Scribengin
Pronounced Scribe Engine
Scribengin is a highly reliable (HA) and performant event/logging transport that registers data under defined schemas in a variety of end systems. Scribengin enables you to have multiple flows of data from a source to a sink. Scribengin will tolerate system failures of individual nodes and will do a complete recovery in the case of complete system failure.
Reads data from sources:
- Kafka
- AWS Kinesis
Writes data to sinks:
- HDFS, Hbase, Hive with HCat Integration and Elastic Search
Additonal:
- Monitoring with Ganglia
- Heart Alerting with Nagios
This is part of NeverwinterDP the Data Pipeline for Hadoop
Running
To get your VM up and running:
git clone git://github.com/DemandCube/Scribengin
cd Scribengin/vagrant
vagrant up
For more info on how it all works take a look at [The DevSetup Guide] (https://github.com/DemandCube/Scribengin/blob/master/DevSetup.md)
Community
- Mailing List
- IRC channel #Scribengin on irc.freenode.net
Contributing
See the [NeverwinterDP Guide to Contributing] (https://github.com/DemandCube/NeverwinterDP#how-to-contribute)
The Problem
The core problem is how to reliably and at scale have a distributed application write data to multiple destination data systems. This requires the ability to todo data mapping, partitioning with optional filtering to the destination system.
Status
Currently we are reorganizing the code for V2 of Scribengin to make things more modular and better organized.
Definitions
- A Flow - is data being moved from a single source to a single sink
- Source - is a system that is being read to get data from (Kafka, Kinesis e.g.)
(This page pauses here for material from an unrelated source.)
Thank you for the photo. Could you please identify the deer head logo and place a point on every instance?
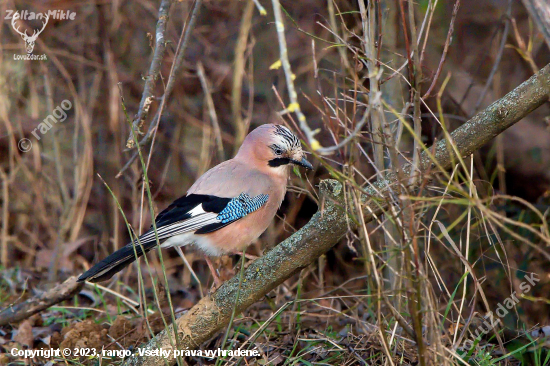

- Sink - is a destination system that is being written to (HDFS, Hbase, Hive e.g.)
- A Tributary - is a portion or partition of data from a Flow
Yarn
See the [NeverwinterDP Guide to Yarn] (https://github.com/DemandCube/NeverwinterDP#Yarn)
Potential Implementation Strategies
Poc
- Storm
- Spark-streaming
- Yarn
- Local Mode (Single Node No Yarn)
- Distributed Standalone Cluster (No-Yarn)
- Hadoop Distributed (Yarn)
There is a question of how to implement quaranteed delivery of logs to end systems.
- Storm to HCat
- Storm to HBase
- Create Framework to pick other destination sources
Architecture
Milestones
- Architecture Proposal
- Kafka -> HCatalog
- Notification API
- Notification API Close Partitions HCatalog
- Ganglia Integration
- Nagios Integration
- Unix Man page
- Guide
- Untar and Deploy - Work out of the box
- CentOS Package
- CentOS Repo Setup and Deploy of CentOS Package
- RHEL Package
- RHEL Repo Setup and Deploy of CentOS Package
- Scribengin/Ambari Deployment
- Scribengin/Ambari Monitoring/Ganglia
- Scribengin/Ambari Notification/Nagios
Contributors
Related Project
Research
Yarn Documentation
Keep your fork updated
- Add the remote, call it "upstream":
git remote add upstream git@github.com:DemandCube/Scribengin.git
- Fetch all the branches of that remote into remote-tracking branches,
- such as upstream/master:
git fetch upstream
- Make sure that you're on your master branch:
git checkout master
- Merge upstream changes to your master branch
git merge upstream/master